To test their hypotheses, rats were placed in a stable, circular arena, then in a rotating, circular arena of the same size, followed by a return to the stable arena. In the rotating arena condition, the surface turned slowly, making it necessary for the rat to think about its location either in terms of the rotating floor or in terms of the stationary room.
Overall, the results showed district neural activity between the stable and rotating conditions. However, during the rotating task, the researchers intermittently observed “cross-episode retrieval”—that is, at times, neurons expressed patterns of electrical activity under the rotating-arena condition that were similar to those activity patterns that were used in the stable-arena condition. Notably, cross-episode retrieval occurred more frequently when the angular position of the rotating arena was about to complete a full rotation and return to the same position as in the stable condition, demonstrating that retrieval is influenced by the environment.

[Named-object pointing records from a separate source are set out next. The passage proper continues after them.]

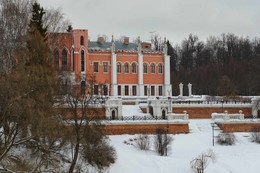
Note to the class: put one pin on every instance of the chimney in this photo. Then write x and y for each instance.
(146, 45)
(101, 40)
(126, 40)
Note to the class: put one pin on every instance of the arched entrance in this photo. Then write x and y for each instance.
(163, 114)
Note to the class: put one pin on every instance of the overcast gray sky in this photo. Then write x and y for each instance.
(173, 19)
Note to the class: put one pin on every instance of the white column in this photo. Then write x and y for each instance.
(255, 101)
(140, 75)
(181, 89)
(190, 91)
(113, 75)
(167, 84)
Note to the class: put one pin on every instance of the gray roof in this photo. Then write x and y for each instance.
(107, 45)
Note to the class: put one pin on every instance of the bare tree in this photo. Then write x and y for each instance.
(87, 140)
(200, 163)
(143, 142)
(162, 142)
(14, 17)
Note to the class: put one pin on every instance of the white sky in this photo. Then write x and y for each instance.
(173, 19)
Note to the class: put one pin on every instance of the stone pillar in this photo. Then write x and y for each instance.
(181, 89)
(113, 75)
(255, 106)
(140, 75)
(190, 90)
(167, 84)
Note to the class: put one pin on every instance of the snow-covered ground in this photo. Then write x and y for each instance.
(243, 157)
(133, 110)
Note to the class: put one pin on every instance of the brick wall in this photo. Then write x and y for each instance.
(119, 129)
(205, 112)
(98, 113)
(239, 127)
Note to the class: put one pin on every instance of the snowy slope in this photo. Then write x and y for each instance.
(132, 110)
(239, 158)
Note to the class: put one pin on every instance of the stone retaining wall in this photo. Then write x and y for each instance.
(205, 112)
(119, 129)
(239, 126)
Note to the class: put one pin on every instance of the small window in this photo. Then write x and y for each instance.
(83, 87)
(96, 90)
(126, 90)
(152, 68)
(160, 90)
(145, 90)
(82, 61)
(126, 67)
(105, 90)
(56, 59)
(82, 41)
(96, 67)
(134, 68)
(160, 69)
(105, 67)
(73, 63)
(118, 67)
(152, 90)
(145, 68)
(64, 60)
(119, 90)
(134, 90)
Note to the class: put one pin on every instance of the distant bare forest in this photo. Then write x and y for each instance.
(226, 65)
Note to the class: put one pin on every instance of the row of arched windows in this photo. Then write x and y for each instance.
(134, 68)
(64, 60)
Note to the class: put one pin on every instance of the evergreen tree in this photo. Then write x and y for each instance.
(36, 22)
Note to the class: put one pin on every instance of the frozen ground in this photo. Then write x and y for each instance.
(243, 157)
(132, 110)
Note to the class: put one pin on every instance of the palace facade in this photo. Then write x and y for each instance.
(117, 68)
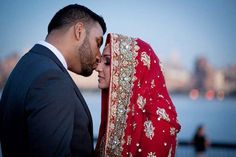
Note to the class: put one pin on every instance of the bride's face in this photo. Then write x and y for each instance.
(103, 69)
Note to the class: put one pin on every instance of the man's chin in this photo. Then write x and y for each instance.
(87, 73)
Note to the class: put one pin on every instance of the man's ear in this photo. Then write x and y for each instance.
(79, 30)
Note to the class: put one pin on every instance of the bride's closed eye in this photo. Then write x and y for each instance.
(107, 61)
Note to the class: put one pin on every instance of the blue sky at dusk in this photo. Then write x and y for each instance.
(182, 29)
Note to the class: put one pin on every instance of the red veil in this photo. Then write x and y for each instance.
(138, 117)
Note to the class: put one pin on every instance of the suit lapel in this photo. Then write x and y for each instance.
(42, 50)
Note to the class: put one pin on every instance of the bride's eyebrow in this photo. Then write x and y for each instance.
(106, 55)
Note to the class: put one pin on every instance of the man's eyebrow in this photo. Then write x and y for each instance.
(100, 41)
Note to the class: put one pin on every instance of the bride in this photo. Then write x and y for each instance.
(138, 117)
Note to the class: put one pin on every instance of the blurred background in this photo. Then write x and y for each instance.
(194, 39)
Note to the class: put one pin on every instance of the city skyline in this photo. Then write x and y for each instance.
(177, 30)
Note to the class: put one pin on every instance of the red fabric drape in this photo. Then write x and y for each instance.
(138, 116)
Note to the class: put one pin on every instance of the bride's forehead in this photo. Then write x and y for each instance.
(106, 50)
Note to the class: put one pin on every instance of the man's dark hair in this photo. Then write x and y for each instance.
(75, 13)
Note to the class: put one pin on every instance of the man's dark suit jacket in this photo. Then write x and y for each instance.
(42, 112)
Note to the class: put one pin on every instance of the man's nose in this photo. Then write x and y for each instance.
(99, 67)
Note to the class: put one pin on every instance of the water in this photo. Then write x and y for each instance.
(217, 116)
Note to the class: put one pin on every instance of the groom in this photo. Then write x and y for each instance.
(42, 112)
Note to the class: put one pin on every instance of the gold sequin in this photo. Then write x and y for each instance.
(145, 59)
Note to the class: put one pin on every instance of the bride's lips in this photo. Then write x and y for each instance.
(100, 78)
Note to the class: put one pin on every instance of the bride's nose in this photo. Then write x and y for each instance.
(99, 67)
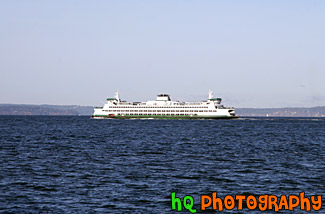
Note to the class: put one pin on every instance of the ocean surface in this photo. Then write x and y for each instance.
(71, 164)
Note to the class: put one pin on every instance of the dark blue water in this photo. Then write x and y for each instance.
(80, 165)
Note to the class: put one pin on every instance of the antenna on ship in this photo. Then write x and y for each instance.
(117, 96)
(210, 94)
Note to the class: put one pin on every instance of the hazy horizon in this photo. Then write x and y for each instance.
(253, 54)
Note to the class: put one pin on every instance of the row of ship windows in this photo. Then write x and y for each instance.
(154, 114)
(158, 106)
(160, 110)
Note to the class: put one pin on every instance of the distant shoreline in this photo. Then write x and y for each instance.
(30, 109)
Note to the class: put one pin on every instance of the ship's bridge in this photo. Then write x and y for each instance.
(163, 97)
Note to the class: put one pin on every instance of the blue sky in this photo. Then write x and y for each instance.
(250, 53)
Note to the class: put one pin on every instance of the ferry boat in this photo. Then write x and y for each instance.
(164, 108)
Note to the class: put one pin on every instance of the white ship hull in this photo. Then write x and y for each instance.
(164, 108)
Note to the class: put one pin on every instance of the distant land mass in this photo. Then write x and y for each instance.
(24, 109)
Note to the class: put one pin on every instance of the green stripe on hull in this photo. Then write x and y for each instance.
(164, 117)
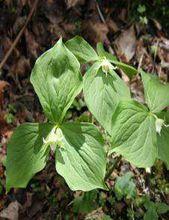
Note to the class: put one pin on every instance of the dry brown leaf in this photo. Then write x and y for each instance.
(126, 44)
(3, 84)
(11, 212)
(96, 31)
(73, 3)
(21, 66)
(112, 26)
(32, 45)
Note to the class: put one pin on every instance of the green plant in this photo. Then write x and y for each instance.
(138, 132)
(125, 187)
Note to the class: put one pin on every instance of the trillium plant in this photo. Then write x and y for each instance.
(139, 132)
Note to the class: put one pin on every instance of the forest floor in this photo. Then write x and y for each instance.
(142, 43)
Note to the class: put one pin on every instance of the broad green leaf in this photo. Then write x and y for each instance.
(102, 93)
(57, 81)
(127, 69)
(81, 49)
(156, 93)
(81, 160)
(23, 161)
(134, 134)
(130, 71)
(163, 142)
(85, 203)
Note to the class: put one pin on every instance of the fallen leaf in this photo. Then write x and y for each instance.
(21, 66)
(32, 44)
(73, 3)
(11, 212)
(96, 31)
(126, 45)
(3, 85)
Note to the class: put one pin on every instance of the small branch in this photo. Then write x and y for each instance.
(19, 35)
(112, 167)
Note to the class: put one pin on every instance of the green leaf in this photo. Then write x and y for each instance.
(23, 161)
(163, 142)
(130, 71)
(127, 69)
(57, 81)
(81, 160)
(125, 186)
(134, 134)
(81, 49)
(86, 202)
(102, 93)
(156, 93)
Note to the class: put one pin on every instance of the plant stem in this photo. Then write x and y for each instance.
(112, 167)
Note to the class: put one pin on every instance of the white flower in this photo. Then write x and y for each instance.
(159, 123)
(55, 138)
(107, 66)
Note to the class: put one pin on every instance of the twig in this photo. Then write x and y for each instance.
(110, 49)
(111, 169)
(19, 35)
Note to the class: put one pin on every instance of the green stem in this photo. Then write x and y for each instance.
(112, 167)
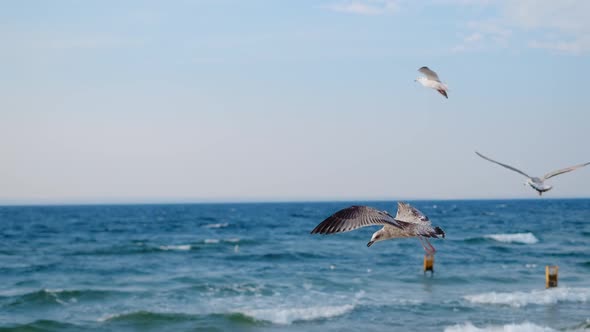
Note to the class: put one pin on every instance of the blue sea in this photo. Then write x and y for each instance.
(256, 267)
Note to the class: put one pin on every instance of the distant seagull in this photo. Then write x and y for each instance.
(537, 183)
(408, 222)
(432, 81)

To show that cross-episode retrieval was influenced by current state of mind, Fenton and Kelemen took advantage of an earlier finding from their experiments: during the arena rotation, neural activity switches between signaling the rat’s location in the stationary room and the rat’s location on the rotating arena floor. Cross-episode retrieval was also more likely when neuronal activity represented the position of the rat in the stationary room than when it represented positions that rotate with the arena. This showed that retrieval is influenced by internal cognitive variables that are encoded by hippocampal discharge—i.e., a state of mind.
“These experiments demonstrate novel, key features of constructive human episodic memory in rat hippocampal discharge,” explained Fenton, “and suggest a neurobiological mechanism for how experiences of different events that are separate in time can nonetheless comingle and recombine in the mind to generate new information that can sometimes amount to valuable, creative insight and knowledge.”